Le tribunal correctionnel de Rennes a condamné, mardi 7 avril 2026, un chasseur à 18 mois de prison avec sursis pour homicide involontaire. Les faits remontent au 30 mai 2025, lors d’une action de régulation de sangliers à Langouët, en Ille-et-Vilaine. Ce soir-là, peu avant 23 heures, un homme a tiré sur ce qu’il pensait être un suidé. La cible était en réalité son compagnon de chasse, mortellement touché au ventre. Malgré l’intervention rapide des secours, la victime n’a pas survécu.

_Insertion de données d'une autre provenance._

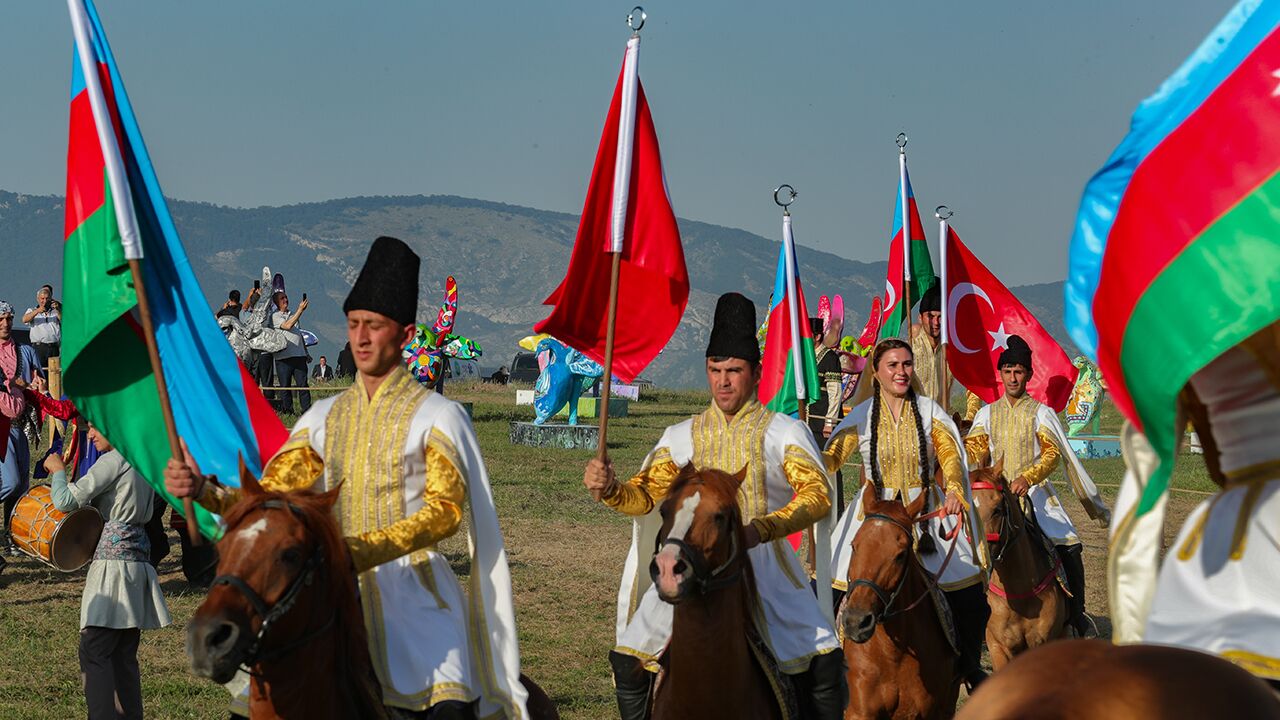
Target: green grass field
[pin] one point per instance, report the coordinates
(566, 556)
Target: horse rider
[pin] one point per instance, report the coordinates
(900, 433)
(1219, 586)
(926, 340)
(410, 468)
(786, 490)
(1031, 440)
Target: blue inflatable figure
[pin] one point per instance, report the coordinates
(566, 373)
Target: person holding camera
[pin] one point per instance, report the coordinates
(46, 326)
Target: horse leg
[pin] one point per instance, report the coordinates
(539, 703)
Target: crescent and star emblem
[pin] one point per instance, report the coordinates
(999, 337)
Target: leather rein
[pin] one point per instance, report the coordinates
(888, 598)
(1008, 540)
(270, 615)
(707, 579)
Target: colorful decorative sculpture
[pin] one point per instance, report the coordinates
(1084, 408)
(565, 374)
(425, 354)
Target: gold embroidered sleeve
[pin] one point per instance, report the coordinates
(1045, 464)
(949, 459)
(438, 518)
(840, 447)
(972, 404)
(810, 504)
(295, 466)
(639, 495)
(977, 446)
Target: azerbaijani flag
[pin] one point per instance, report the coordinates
(789, 349)
(1175, 255)
(894, 313)
(115, 213)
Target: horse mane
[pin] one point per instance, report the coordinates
(337, 583)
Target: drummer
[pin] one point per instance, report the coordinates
(122, 593)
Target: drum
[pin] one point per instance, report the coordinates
(64, 541)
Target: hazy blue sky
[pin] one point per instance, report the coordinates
(1010, 105)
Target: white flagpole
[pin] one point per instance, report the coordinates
(906, 235)
(789, 253)
(942, 213)
(618, 219)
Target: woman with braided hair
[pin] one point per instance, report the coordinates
(900, 434)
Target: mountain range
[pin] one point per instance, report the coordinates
(506, 260)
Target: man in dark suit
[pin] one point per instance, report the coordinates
(323, 372)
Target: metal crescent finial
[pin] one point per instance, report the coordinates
(791, 195)
(631, 18)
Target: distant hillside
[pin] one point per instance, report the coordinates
(506, 259)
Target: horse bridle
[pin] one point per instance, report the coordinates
(270, 615)
(1016, 529)
(705, 579)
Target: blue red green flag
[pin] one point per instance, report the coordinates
(115, 213)
(1175, 258)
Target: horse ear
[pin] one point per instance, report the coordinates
(248, 483)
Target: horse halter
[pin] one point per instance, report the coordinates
(270, 615)
(1005, 540)
(705, 579)
(886, 597)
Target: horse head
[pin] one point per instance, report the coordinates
(282, 578)
(880, 565)
(999, 510)
(700, 546)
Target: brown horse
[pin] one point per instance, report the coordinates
(702, 568)
(900, 664)
(1072, 679)
(1028, 607)
(284, 606)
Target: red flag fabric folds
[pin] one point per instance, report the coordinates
(982, 314)
(653, 286)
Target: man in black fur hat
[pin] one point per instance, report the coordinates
(1031, 441)
(410, 468)
(786, 491)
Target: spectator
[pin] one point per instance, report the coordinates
(323, 372)
(346, 363)
(291, 361)
(46, 326)
(14, 449)
(232, 308)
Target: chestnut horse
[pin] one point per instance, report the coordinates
(284, 606)
(900, 662)
(1072, 679)
(702, 569)
(1028, 607)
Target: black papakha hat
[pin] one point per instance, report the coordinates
(1016, 352)
(932, 300)
(734, 329)
(388, 282)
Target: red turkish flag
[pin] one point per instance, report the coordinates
(981, 315)
(653, 285)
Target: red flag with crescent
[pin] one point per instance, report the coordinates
(981, 317)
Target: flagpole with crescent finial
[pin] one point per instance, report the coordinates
(617, 224)
(906, 235)
(942, 213)
(789, 255)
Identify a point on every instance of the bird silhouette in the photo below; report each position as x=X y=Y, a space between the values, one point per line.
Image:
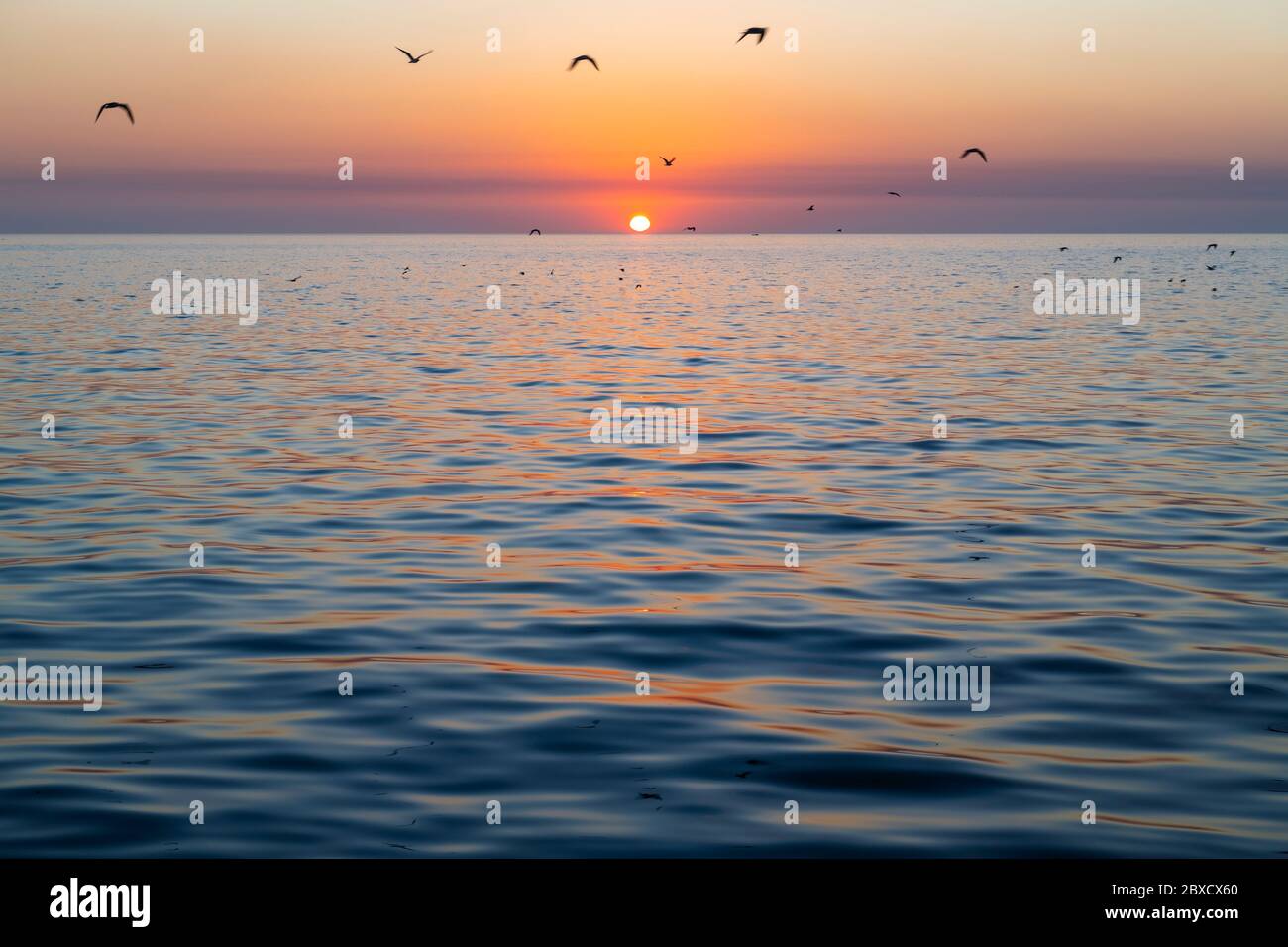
x=413 y=59
x=114 y=105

Une règle fondamentale non respectée
L’enquête a mis en évidence plusieurs manquements aux règles de sécurité, mais un point central ressort clairement : l’absence d’identification formelle de la cible. Dans des conditions de luminosité dégradées, alors que la visibilité diminuait nettement à partir de 22h35, le tireur a reconnu avoir tiré sur “une ombre” qu’il avait assimilée à un sanglier. Il convient ici de rappeler un élément important : il s’agissait d’une chasse à l’affût, une pratique où le port de vêtements fluorescents n’est pas requis, contrairement à la battue. La victime, accroupie et en tenue de camouflage, se trouvait donc dans une configuration parfaitement cohérente avec ce mode de chasse. De la même manière, l’horaire du tir, aux alentours de 22h45, correspondait au cadre légal. Le soleil se couchant vers 21h40 ce jour-là dans ce secteur, la chasse restait autorisée jusqu’à environ une heure après. Mais ces éléments ne changent rien à la règle fondamentale : on ne tire jamais sans identification certaine du gibier. Dans le doute, s’abstenir de tirer est un acte de chasse.

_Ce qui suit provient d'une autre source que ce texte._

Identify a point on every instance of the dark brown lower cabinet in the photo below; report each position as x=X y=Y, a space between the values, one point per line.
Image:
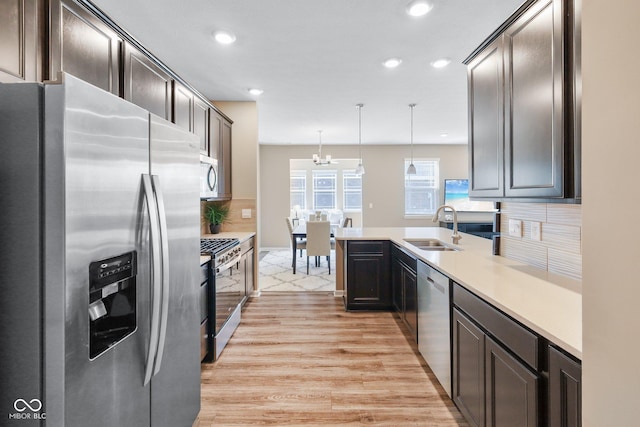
x=368 y=265
x=468 y=369
x=511 y=389
x=565 y=390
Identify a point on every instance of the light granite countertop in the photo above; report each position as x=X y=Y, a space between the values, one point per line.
x=549 y=304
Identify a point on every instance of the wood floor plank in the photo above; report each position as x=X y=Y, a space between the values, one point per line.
x=300 y=359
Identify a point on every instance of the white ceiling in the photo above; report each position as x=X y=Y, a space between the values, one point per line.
x=316 y=59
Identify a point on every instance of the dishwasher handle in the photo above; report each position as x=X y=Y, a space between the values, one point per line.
x=436 y=285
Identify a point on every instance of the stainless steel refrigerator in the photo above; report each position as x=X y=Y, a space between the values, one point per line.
x=99 y=244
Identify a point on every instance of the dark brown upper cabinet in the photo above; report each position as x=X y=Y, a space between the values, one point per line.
x=201 y=125
x=19 y=41
x=146 y=84
x=486 y=122
x=82 y=45
x=522 y=107
x=183 y=100
x=215 y=134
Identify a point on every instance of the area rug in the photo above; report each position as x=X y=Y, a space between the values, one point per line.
x=276 y=274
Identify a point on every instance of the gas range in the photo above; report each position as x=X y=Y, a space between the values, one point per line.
x=222 y=250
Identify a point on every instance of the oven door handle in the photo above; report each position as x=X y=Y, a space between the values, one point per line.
x=227 y=265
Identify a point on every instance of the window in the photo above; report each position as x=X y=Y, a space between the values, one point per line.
x=297 y=189
x=324 y=190
x=421 y=189
x=352 y=191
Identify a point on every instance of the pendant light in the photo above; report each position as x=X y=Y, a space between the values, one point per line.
x=360 y=168
x=317 y=158
x=411 y=170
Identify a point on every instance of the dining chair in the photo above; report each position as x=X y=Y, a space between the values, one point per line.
x=300 y=244
x=318 y=241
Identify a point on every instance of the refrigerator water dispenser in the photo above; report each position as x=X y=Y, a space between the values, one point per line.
x=112 y=301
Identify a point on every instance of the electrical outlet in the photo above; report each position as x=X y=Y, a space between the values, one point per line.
x=536 y=231
x=515 y=228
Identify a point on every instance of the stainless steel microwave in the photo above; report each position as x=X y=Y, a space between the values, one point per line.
x=208 y=178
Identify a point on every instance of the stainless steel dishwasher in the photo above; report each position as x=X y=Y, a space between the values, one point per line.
x=434 y=328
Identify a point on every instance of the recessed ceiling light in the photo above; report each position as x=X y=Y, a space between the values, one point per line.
x=392 y=62
x=440 y=63
x=224 y=37
x=418 y=8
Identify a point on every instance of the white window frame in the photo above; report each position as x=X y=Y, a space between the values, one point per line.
x=324 y=173
x=346 y=191
x=298 y=174
x=429 y=183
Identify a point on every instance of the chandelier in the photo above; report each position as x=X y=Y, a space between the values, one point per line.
x=317 y=158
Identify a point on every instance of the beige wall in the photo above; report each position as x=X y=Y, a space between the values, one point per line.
x=611 y=154
x=382 y=184
x=244 y=168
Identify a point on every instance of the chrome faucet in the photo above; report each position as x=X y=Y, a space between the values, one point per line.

Des circonstances aggravantes relevées
Les investigations ont également souligné d’autres éléments jugés problématiques. Le tir a été effectué en direction de la ligne de chasse, avec des habitations situées entre 200 et 500 mètres. Par ailleurs, cette chasse à l’affût ne respectait pas entièrement le cadre réglementaire, notamment en termes de nombre de participants autorisés, il y avaient en effet trois chasseurs en action ce soir-là, leur nombre devait pourtant être limité à deux. L’Office français de la biodiversité a ainsi relevé plusieurs manquements qui ont conduit la justice à retenir une faute directe à l’origine du décès.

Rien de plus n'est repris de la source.